Source to ./profiler.c
/*
* Contribution of Mtve.
*/
#include <fcntl.h>
#include <unistd.h>
#include <stdio.h>
#include <errno.h>
#include <string.h>
#define THREADED 1
#if THREADED
#include <pthread.h>
#endif
/*
* Call to profiling routine .mcount is automatically inserted by gcc -p.
*
* However, standard .mcount from (g)libc is not working well for me
* with optimized (-O3 -fomit-frame-pointer) threaded code,
* at least because it doesn't save all registers.
*
* So here is another square wheel.
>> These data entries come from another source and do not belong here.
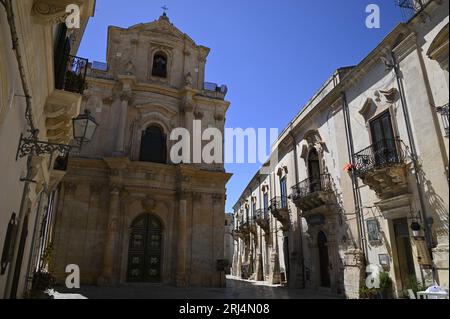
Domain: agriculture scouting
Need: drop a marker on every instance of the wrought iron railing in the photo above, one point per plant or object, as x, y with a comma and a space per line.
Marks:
311, 185
443, 110
262, 214
73, 77
278, 203
384, 153
411, 7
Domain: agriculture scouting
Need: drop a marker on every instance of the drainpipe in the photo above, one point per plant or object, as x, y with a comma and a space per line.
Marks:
302, 257
361, 243
11, 284
412, 146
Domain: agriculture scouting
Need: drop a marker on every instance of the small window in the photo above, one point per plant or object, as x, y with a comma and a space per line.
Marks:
153, 145
159, 68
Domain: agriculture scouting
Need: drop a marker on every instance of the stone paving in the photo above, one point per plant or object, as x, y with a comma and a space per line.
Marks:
236, 289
It works only on IA32 (i386).
*
* Theory:
* .mcount is called like this
*
* 08048479 <some_func>:
* 8048679: 55 push %ebp # can be
* 804847a: 89 e5 movl %esp,%ebp # absent
* 804847c: 83 ec 1c subl $28,%esp
* 804847f: 55 pushl %ebp
* 8048480: 57 pushl %edi
* 8048481: 56 pushl %esi
* 8048482: 53 pushl %ebx
* 8048483: e8 94 fe ff ff call .mcount
* 08048488 <some_func_x>
*
* So in the entrance of .mcount we have in stack
*
* %esp -> some_func_x (dword), where mcount should return
* saved registers (4 dwords in example)
* stack frame (28 bytes in example)
* some_func_callee (dword)
*
* We will:
* - check if the code of some_func matches this pattern
* - find some_func address and depth of stack
* - modify stack by replacing some_func_callee address to ours
* - collect statistic
*/
/* better to be a prime number */
#define FUNCSMAX 32749
#define CSTACKSIZE 256
#if THREADED
/* better to be a prime number */
#define THREADSMAX 37
#else
#define THREADSMAX 1
#endif
static struct {
int addr;
int enters;
int exits;
int aways;
int rets;
long long timetotal;
long long timeoutside;
} arr[FUNCSMAX + 1];
static struct {
#if THREADED
pthread_t tid;
#endif
int depth;
int ret[CSTACKSIZE];
int func[CSTACKSIZE];
} cstack[THREADSMAX];
#define core() (*(char *)0 = 0)
#if __GNUC__ > 2
#define NOPROF __attribute__ ((no_instrument_function))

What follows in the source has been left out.